Migrating Kubernetes from Docker to containerd
On December 2nd, a surprise announcement made waves in the Kubernetes Twitter-sphere - that after the upcoming 1.20 release, Docker would be officially deprecated.
Oh no!#
Due to widespread confusion over what “Docker” means in specific contexts, many people panicked - myself included. Due to its popularity and ease of use, the Docker engine has become synonymous with “containers”. However, Docker is really an entire ecosystem of container tools and processes, including building and shipping container images. So what does this announcement mean, and what are the implications for everyone using it?
The only thing Kubernetes is deprecating is using Docker as a container runtime, and the reasoning is sound. Docker’s lack of support for the “Container Runtime Interface” API - or CRI, for short - forced Kubernetes to implement an abstraction layer called “dockershim” to allow Kubernetes to manage containers in Docker. The burden of maintaining dockershim was too great to bear, so they are deprecating dockershim in release 1.20, and will eventually remove it entirely in 1.22.

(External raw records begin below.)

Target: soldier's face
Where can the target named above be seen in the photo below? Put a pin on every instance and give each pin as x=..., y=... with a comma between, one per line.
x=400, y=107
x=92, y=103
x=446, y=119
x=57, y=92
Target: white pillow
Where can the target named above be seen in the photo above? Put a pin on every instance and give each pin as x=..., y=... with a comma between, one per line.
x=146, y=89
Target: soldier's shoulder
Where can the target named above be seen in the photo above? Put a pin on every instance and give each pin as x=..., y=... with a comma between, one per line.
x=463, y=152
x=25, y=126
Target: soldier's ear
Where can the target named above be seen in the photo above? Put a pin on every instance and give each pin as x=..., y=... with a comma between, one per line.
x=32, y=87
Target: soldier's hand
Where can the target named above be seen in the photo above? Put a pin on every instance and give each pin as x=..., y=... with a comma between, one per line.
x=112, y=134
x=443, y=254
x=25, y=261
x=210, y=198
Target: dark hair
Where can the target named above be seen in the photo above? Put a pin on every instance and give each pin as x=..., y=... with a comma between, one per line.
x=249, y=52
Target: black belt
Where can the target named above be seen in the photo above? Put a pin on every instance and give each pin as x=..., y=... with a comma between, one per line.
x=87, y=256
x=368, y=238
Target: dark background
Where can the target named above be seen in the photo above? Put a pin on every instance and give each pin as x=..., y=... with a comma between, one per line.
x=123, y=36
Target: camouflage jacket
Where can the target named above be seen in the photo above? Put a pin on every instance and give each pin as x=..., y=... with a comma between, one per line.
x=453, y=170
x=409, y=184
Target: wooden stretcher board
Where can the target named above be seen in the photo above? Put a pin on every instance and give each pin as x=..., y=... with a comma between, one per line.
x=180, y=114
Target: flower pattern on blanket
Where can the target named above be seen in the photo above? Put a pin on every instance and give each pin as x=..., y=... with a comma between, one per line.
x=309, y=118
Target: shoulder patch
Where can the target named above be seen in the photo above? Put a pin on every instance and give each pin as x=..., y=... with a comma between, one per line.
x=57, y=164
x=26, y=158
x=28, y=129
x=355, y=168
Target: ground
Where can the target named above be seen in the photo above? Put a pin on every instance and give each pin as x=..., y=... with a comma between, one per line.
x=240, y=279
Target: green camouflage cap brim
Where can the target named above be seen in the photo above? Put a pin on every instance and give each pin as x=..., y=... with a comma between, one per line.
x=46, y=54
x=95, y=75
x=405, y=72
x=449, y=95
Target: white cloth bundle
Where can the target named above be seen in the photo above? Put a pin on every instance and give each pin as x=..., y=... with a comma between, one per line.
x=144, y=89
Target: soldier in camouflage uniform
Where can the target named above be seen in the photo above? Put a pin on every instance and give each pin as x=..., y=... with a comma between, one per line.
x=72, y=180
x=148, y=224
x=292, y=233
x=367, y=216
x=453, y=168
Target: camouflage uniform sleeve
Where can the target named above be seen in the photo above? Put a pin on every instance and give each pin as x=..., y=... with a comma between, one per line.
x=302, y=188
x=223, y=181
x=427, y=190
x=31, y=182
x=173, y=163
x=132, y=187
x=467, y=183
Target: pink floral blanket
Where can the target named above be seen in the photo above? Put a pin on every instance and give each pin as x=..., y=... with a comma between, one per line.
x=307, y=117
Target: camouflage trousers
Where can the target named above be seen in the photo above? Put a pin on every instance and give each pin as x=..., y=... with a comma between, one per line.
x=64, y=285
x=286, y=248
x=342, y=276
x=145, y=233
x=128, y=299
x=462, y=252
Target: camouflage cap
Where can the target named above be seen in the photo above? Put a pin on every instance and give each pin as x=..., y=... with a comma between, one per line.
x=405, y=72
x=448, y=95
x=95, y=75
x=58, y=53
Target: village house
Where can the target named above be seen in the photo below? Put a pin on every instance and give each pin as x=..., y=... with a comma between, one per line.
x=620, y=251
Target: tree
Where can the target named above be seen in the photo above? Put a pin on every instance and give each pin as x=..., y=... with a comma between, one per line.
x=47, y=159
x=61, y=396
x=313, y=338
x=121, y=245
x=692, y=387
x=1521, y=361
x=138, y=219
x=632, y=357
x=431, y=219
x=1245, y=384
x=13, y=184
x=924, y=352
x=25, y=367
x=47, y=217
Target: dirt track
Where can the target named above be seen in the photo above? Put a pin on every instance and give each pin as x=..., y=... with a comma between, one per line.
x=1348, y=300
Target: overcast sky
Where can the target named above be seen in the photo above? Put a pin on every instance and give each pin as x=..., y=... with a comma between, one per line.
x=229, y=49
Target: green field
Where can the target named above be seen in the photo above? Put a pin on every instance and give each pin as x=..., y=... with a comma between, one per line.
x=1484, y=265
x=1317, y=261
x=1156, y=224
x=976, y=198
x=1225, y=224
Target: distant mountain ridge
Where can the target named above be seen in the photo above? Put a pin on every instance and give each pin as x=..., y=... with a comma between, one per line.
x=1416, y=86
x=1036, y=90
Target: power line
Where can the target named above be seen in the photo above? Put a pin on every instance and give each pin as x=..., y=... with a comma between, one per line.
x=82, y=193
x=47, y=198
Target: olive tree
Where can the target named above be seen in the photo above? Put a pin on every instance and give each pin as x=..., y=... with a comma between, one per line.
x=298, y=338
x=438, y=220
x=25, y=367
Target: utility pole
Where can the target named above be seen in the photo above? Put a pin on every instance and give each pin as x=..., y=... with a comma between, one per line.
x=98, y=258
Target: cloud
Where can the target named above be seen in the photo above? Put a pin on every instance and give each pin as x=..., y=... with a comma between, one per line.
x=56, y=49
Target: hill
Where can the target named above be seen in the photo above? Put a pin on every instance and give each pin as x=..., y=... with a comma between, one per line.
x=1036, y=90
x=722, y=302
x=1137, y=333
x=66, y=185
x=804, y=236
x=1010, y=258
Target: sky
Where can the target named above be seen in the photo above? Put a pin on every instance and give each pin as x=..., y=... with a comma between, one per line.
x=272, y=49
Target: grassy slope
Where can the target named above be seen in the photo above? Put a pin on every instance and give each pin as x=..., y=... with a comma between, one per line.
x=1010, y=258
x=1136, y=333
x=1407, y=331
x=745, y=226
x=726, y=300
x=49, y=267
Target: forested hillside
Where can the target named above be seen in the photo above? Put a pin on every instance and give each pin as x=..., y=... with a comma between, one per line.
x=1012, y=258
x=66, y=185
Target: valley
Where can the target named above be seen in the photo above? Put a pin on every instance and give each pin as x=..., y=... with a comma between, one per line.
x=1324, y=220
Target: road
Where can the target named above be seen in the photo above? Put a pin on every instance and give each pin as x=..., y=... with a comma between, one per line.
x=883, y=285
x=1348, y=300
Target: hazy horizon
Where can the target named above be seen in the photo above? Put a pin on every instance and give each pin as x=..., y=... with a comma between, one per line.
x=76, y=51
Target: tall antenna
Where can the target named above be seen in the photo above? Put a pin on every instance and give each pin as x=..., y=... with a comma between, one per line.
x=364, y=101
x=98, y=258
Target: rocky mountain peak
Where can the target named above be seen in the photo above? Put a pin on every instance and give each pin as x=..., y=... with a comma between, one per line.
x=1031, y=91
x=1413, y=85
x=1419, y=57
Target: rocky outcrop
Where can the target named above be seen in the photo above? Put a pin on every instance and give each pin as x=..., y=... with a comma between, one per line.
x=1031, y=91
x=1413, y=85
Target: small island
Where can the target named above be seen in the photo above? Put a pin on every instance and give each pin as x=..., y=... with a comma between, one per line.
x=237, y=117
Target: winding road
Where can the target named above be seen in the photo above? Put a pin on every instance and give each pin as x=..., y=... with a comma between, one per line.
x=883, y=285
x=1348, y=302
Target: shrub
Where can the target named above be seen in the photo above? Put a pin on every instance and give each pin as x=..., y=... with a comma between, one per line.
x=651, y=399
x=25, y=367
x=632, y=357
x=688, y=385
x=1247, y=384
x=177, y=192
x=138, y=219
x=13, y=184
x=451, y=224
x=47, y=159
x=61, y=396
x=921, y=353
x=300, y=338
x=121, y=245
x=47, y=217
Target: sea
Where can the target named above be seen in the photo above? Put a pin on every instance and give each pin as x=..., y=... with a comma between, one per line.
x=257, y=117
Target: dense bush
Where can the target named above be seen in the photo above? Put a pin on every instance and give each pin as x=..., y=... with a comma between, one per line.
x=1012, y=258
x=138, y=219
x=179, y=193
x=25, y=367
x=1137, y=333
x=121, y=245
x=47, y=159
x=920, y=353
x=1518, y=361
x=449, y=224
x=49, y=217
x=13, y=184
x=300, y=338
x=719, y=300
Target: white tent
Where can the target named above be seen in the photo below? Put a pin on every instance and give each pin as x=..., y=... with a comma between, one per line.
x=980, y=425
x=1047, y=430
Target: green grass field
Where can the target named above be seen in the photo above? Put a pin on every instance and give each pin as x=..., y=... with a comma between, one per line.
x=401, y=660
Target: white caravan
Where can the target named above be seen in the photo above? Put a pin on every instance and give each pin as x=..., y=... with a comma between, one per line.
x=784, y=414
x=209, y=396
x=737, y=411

There are two other container runtimes featured in the Kubernetes quickstart guide as an alternative to Docker - containerd
and CRI-O. containerd
is the same runtime that Docker itself uses internally, just without the fancy Docker wrapping paper and tools.
Ugh.#
Annoyingly enough, I had recently finished migrating my entire homelab container infrastructure to Kubernetes three months ago, with Docker as the container runtime. I initially thought, “Crap. Guess I’ll be rebuilding my cluster!” Then I began to think about what such a change would look like, and whether replacing Docker with containerd
in the same cluster is doable.
Hmm…#
Turns out, it is!
I have a 3-node HA cluster which I created using kubeadm. Because I have multiple control plane nodes, I can remove them one at a time using kubeadm reset
, rebuild them with containerd
instead of Docker, and then rejoin using kubeadm join
.
Here are the steps I came up with:
Uninstalling Docker#
- Using
kubectl
, drain and evict pods from the target node.
kubectl drain ${node}
- On the target node, use
kubeadm
to remove the node from the cluster.
kubeadm reset
- Once
kubeadm reset
is finished, stop Docker and finish cleaning up the node.
systemctl stop docker
rm -rf /etc/cni/net.d
iptables --flush
- Uninstall the Docker CE suite and CLI.
apt-get -y remove docker-ce*
rm -rf /var/lib/docker/*
rm -rf /var/lib/dockershim
- Now’s a great time to update your kernel and OS packages…
apt-get update
apt-get -y dist-upgrade
- …and reboot!
shutdown -r now
Installing containerd#
(These steps are lifted straight from the fantastic k8s containerd docs!)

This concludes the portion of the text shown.